The Oxford University student council is lobbying the prestigious British university to end applause, arguing that it could trigger anxiety and was unfair to disabled students.
The Oxford Student reported Wednesday that the council had passed a motion to "mandate the Sabbatical Officers to encourage the use of British Sign Language (BSL) clapping, otherwise known as 'silent jazz hands' at Student Council meetings and other official SU events," and to "lobby the University" to make similar changes.
"Loud noises, including whooping and traditional applause, are argued to present an access issue for some disabled students who have anxiety disorders, sensory sensitivity, and/or those who use hearing impairment aids," the university newspaper said.

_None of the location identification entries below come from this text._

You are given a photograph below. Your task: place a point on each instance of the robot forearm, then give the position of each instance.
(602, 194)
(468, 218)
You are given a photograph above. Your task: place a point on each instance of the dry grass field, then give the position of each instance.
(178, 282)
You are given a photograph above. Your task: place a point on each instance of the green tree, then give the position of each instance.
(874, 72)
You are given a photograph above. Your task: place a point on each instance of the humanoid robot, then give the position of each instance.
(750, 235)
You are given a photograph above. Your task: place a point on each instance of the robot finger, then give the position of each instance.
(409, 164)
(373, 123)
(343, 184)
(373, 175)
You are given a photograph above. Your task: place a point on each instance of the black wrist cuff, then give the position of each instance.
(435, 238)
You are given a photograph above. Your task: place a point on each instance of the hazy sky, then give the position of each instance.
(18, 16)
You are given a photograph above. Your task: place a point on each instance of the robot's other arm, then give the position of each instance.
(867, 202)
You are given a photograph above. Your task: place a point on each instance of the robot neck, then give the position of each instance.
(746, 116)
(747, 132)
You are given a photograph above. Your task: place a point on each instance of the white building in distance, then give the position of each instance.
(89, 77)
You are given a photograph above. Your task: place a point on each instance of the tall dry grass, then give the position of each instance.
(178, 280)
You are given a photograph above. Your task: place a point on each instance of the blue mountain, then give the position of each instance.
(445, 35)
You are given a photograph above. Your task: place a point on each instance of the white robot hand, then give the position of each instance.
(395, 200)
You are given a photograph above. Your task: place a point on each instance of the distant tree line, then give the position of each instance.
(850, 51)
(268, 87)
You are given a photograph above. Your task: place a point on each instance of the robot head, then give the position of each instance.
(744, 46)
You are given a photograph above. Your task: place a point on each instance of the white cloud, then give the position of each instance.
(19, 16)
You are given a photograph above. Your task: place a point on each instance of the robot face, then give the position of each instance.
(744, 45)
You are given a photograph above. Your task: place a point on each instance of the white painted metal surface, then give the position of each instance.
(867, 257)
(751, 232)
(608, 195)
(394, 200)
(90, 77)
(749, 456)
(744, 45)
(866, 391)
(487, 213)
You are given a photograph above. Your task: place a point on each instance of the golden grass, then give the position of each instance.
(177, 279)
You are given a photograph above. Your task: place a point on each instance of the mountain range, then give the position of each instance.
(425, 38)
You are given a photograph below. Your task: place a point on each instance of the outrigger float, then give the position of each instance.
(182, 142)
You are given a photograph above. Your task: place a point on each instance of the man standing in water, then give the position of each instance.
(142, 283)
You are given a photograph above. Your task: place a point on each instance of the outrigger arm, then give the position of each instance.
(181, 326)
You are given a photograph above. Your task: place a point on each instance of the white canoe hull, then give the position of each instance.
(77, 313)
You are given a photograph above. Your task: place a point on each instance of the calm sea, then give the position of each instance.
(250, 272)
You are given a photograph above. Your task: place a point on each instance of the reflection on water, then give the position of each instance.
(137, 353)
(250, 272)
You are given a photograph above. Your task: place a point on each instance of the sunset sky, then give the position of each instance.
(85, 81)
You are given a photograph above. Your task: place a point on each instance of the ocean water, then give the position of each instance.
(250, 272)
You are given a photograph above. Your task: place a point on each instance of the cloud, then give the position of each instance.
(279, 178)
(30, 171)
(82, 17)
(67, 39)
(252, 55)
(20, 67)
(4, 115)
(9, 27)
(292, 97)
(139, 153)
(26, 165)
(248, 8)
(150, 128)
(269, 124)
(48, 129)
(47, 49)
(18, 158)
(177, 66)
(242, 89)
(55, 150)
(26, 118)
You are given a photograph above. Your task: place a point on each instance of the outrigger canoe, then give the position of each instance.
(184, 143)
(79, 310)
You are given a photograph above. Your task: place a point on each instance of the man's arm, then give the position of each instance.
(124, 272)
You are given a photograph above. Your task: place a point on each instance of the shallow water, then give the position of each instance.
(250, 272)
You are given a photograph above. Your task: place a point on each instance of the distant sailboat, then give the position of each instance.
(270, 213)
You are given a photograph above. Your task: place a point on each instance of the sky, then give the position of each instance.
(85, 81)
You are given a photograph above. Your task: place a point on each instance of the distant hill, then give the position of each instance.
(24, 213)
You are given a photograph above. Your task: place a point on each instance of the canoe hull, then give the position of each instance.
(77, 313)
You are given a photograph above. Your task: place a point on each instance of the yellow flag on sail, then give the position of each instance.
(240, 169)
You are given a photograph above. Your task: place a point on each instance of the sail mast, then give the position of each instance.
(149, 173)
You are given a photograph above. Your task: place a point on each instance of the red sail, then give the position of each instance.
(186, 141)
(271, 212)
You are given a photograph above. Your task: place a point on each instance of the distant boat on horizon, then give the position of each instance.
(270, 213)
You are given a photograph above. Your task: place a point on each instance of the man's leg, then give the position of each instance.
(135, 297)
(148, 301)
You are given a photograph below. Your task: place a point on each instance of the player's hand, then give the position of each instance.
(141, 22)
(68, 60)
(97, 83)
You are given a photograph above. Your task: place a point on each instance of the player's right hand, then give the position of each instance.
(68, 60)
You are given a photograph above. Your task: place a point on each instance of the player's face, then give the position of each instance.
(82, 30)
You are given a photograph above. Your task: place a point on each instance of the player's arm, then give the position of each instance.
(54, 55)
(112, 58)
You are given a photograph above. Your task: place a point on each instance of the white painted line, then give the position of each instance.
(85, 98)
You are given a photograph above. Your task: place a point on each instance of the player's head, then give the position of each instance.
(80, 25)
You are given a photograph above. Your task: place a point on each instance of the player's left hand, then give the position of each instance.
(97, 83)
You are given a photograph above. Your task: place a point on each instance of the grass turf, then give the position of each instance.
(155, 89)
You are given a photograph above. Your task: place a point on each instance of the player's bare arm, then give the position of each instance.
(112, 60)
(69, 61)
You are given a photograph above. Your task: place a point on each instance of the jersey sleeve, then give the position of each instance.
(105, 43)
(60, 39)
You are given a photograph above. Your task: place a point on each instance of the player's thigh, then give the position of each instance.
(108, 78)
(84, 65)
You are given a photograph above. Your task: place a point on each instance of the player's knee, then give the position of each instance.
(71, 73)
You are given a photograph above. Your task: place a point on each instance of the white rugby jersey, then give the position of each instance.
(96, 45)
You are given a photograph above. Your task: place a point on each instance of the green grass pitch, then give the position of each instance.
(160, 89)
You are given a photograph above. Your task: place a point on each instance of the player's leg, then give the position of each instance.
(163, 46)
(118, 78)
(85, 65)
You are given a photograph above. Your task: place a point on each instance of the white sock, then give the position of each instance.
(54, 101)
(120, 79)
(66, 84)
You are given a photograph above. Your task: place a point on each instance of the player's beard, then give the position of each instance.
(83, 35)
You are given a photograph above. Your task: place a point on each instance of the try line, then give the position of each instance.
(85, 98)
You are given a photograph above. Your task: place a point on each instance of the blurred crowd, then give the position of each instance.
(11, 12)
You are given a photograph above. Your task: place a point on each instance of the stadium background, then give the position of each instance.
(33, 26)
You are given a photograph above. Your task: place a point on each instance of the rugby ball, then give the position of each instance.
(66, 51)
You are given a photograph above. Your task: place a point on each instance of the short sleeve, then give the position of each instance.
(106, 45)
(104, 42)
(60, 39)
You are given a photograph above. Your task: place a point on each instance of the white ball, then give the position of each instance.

The students' decision comes a year after the University of Manchester Students' Union made the same move to "avoid triggering anxiety and improve accessibility."
Enthusiasm for banning clapping has been growing among students in the United Kingdom since at least 2015, when the National Union of Students' Women's Campaign warned conference delegates that applause was "triggering anxiety" in the crowd.
Some delegates are requesting that we move to jazz hands rather than clapping, as it's triggering anxiety. Please be mindful! #nuswomen15
— NUS Women's Campaign (@nuswomcam) March 24, 2015
Since then the movement has picked up more mainstream acceptance. Conservative Party MP Cheryl Gillan asked her colleagues Thursday if the British Parliament would consider moving away from applause as well.
"Perhaps we could also have an experiment in this House that would create a more relaxing environment for autistic visitors including returning to waving our order papers in the air rather than clapping, that often causes distress to people with autism," she suggested.